In 1960, O'Flaherty suffered a serious stroke during Mass and was forced to return to Ireland. Shortly before his first stroke in 1960, he was due to be confirmed as the Papal Nuncio to Tanzania. He moved to Cahersiveen to live with his sister, at whose home he died on 30 October 1963, aged 65. He was buried in the cemetery of the Daniel O'Connell Memorial Church in Cahersiveen. There is a monument in Killarney town and a grove of trees dedicated to his memory in the Killarney National Park.
O'Flaherty in Killarney, Ireland
Some sources incorrectly state that, in 2003, he became the first Irish person honoured as Righteous Among the Nations by the State of Israel. However, according to the list of those honoured, this is not the case.Application to have him added to the rolls is still in progress.
Dramatization
O'Flaherty was portrayed by Gregory Peck in the 1983 television film, The Scarlet and the Black, which follows the exploits of O'Flaherty from the German occupation of Rome to its liberation by the Allies.He was also the second principal character in a radio play by Robin Glendinning on Kappler's time seeking asylum in the Vatican, titled The Scarlet Pimpernel of the Vatican, which was first broadcast on 30 November 2006 on Radio 4, with Wolf Kahler as Kappler.

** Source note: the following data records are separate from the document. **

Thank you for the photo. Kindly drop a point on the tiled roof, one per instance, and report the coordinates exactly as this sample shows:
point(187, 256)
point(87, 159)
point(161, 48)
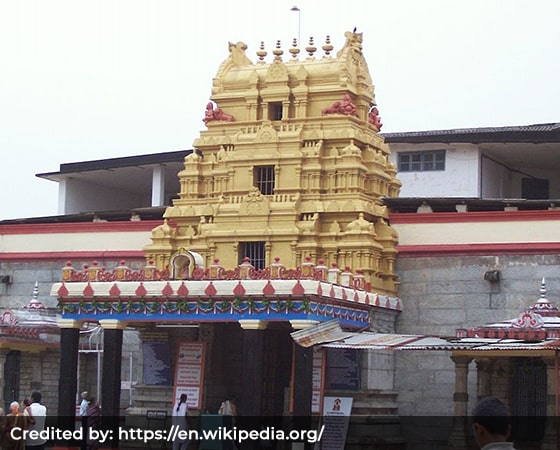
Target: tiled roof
point(546, 132)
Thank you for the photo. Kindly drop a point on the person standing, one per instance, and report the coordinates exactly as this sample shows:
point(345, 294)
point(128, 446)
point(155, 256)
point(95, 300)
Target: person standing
point(83, 418)
point(39, 414)
point(93, 416)
point(179, 422)
point(492, 425)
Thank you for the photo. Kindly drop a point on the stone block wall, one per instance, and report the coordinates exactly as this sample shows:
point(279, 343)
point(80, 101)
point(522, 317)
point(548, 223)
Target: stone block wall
point(442, 293)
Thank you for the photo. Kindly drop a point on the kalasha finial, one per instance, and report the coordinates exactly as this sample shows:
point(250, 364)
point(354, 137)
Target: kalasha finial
point(328, 47)
point(311, 49)
point(295, 49)
point(278, 52)
point(261, 52)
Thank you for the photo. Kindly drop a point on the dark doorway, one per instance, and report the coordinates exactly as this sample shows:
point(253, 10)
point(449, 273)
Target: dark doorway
point(528, 399)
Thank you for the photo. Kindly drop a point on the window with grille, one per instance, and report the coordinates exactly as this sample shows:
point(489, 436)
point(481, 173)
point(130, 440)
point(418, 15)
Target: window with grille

Killarney-born actor and playwright Donal Courtney penned a new one-man play entitled "God has no Country", which he premièred in Killarney as part of the Hugh O Flaherty memorial celebrations for 3 nights in October 2013. Courtney portrays the monsignor during the wartime years in German-occupied Rome; the story is told from the monsignor's point of view and is a study of the torment and difficulty in the decisions he undertook in his fight for justice.